Walter F. Mondale

  • Walter F. Mondale’s record of public service includes Vice President of the United States, U.S. Ambassador to Japan, U.S. Senator and Attorney General for the State of Minnesota.  He was also the Democratic Party’s nominee for President in 1984.  He is currently Senior Counsel with the law firm of Dorsey & Whitney LLP, headquartered in Minneapolis with 20 offices worldwide and serves as Chairman of the Maureen and Mike Mansfield Foundation.

    Walter Frederick (“Fritz”) Mondale was born in Ceylon, Minnesota on January 5, 1928.  After he helped manage Hubert H. Humphrey’s first successful U.S. Senate campaign in 1948, he earned his B.A. in political science from the University of Minnesota in 1951.  After completing service as a corporal in the U.S. Army, Mondale received his LL.B. (cum laude) from the University of Minnesota Law School in 1956, having served on the law review and as a law clerk in the Minnesota Supreme Court.

    Mondale practiced law for the next four years in Minneapolis.  In 1960, Minnesota Governor Orville Freeman appointed him to the position of State Attorney General.  Mondale was then elected to the office in 1962, and served until 1964, when Governor Karl Rolvaag asked him to fill the U.S. Senate vacancy created by Hubert Humphrey’s election to the Vice Presidency.  The voters of Minnesota returned Mondale to the Senate in 1966 and 1972.

    Jimmy Carter and Walter Mondale were elected President and Vice President of the United States on November 2, 1976.  On the President’s behalf, Mondale traveled extensively throughout the country and the world advocating U.S. policy.  He was the first Vice President to have an office in the White House, and he served as a full-time participant, advisor, and troubleshooter for the Administration.

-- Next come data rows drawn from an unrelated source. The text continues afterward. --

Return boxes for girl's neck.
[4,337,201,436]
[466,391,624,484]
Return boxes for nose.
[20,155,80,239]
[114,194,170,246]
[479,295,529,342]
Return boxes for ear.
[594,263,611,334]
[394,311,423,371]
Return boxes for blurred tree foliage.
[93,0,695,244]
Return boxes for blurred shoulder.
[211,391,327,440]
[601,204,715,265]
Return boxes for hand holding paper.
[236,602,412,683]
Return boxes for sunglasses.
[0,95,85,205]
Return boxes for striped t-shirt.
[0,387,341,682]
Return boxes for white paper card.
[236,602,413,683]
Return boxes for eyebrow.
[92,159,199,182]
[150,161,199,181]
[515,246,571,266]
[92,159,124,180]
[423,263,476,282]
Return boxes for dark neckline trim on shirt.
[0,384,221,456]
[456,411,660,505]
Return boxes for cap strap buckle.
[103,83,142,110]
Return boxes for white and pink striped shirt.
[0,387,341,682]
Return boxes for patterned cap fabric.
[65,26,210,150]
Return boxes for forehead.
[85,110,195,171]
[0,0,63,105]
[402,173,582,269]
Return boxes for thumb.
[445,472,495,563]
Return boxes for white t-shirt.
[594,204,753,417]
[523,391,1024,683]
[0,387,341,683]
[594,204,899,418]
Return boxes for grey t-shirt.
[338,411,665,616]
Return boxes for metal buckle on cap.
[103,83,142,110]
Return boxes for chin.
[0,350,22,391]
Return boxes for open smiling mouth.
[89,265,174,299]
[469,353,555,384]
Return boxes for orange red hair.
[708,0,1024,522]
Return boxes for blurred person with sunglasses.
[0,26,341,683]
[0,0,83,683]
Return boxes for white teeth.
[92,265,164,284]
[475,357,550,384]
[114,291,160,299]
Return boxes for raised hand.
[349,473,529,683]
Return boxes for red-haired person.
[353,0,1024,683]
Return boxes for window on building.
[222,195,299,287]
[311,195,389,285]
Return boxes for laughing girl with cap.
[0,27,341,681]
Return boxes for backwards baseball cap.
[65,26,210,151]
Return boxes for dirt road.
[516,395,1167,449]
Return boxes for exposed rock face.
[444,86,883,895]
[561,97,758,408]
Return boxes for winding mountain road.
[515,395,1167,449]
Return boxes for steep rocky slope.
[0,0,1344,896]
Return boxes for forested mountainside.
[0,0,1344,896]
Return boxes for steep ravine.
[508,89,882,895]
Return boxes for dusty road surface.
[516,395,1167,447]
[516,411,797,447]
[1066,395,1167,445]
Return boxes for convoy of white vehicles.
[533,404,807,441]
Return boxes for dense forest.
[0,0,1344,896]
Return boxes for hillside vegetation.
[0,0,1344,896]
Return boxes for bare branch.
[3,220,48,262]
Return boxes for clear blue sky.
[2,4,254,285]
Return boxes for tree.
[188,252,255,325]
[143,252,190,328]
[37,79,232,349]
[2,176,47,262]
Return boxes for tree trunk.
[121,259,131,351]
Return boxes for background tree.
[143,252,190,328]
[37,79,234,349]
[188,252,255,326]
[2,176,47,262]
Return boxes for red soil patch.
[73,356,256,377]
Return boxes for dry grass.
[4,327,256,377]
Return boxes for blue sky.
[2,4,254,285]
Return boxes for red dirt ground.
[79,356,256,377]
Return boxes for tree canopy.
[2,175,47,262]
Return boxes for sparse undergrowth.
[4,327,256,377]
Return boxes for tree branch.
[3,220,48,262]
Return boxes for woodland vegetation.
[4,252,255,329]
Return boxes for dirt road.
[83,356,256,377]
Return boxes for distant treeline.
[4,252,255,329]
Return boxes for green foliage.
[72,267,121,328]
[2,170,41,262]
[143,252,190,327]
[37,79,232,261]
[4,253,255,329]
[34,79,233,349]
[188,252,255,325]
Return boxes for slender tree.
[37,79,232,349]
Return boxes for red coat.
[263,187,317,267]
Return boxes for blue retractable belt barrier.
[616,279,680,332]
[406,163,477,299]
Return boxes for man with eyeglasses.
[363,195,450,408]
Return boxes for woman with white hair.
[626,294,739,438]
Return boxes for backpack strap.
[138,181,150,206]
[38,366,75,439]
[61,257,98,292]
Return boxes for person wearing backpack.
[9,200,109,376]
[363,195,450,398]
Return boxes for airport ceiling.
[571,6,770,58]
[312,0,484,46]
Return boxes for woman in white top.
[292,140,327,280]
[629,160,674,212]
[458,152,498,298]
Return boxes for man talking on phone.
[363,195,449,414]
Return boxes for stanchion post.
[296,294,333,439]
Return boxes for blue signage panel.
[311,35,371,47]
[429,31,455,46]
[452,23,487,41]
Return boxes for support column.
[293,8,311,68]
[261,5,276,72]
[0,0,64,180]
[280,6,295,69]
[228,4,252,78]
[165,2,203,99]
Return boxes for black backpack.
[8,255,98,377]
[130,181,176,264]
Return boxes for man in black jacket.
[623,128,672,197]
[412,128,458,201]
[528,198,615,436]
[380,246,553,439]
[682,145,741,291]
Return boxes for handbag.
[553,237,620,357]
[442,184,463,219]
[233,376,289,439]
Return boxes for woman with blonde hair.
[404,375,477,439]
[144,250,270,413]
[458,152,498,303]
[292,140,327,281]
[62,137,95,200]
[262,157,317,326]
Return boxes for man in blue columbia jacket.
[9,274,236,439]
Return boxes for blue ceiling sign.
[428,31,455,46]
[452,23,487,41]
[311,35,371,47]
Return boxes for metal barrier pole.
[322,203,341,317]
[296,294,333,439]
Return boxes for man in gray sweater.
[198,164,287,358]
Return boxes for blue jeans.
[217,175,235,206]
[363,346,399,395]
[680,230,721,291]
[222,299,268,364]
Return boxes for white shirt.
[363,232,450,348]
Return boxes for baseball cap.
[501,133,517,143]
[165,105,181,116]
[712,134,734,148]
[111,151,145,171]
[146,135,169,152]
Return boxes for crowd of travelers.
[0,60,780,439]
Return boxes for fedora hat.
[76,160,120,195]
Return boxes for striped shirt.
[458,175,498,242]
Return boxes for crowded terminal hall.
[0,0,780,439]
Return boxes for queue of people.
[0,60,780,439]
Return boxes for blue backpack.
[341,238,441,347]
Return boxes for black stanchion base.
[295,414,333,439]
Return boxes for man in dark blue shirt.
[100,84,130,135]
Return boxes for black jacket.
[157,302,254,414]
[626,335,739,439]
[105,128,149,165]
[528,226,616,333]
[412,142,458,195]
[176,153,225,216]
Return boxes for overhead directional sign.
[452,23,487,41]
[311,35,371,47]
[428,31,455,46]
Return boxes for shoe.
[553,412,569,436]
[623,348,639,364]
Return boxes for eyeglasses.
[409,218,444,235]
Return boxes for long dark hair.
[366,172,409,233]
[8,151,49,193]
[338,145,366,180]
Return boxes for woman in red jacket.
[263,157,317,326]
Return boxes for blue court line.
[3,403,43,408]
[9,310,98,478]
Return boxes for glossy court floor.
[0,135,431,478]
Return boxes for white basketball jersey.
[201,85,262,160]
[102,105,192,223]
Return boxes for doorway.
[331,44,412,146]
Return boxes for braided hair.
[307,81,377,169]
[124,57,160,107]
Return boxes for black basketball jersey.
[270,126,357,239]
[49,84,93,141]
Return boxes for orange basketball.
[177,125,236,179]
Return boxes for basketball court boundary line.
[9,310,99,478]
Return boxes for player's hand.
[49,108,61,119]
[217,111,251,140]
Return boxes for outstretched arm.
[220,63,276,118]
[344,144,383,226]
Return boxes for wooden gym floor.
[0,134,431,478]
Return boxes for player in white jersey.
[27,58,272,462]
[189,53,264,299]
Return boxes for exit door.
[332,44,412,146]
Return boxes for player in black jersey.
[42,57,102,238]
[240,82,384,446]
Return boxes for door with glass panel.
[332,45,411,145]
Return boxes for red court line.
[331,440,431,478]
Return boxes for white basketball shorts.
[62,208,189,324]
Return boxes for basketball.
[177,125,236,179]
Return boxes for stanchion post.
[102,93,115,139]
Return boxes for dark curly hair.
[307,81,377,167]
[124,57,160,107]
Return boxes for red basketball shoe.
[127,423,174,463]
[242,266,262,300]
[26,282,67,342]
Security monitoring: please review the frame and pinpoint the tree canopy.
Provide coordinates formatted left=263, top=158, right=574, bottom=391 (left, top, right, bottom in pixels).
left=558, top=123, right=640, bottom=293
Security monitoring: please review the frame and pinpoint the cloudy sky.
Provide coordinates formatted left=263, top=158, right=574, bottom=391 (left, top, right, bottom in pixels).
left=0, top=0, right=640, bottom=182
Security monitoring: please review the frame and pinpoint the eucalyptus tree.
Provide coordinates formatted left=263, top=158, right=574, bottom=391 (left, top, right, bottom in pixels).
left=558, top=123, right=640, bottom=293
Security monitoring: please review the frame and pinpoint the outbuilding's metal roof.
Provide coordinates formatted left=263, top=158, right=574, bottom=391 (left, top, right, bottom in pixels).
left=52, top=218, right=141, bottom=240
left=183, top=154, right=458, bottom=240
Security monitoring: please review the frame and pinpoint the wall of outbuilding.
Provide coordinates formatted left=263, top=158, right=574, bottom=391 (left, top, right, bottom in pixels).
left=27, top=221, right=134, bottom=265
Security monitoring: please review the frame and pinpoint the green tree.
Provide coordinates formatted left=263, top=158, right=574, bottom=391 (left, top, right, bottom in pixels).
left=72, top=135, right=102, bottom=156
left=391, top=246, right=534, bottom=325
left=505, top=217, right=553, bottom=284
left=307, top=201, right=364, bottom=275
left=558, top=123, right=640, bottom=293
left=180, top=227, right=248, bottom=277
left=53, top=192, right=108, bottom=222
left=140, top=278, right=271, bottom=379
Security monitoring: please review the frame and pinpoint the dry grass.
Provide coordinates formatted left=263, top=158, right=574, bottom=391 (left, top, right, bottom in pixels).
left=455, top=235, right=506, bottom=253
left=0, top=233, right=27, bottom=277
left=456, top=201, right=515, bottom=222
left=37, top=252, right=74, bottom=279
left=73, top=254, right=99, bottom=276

    In 1984, Mondale was the Democratic Party’s nominee for President of the United States.  Following that election, Mondale returned to his native Minnesota in 1987 where he practiced law with the firm of Dorsey & Whitney until President Clinton nominated him to be the U.S. Ambassador to Japan.  Mondale served as Ambassador to Japan from August 13, 1993, to December 15, 1996.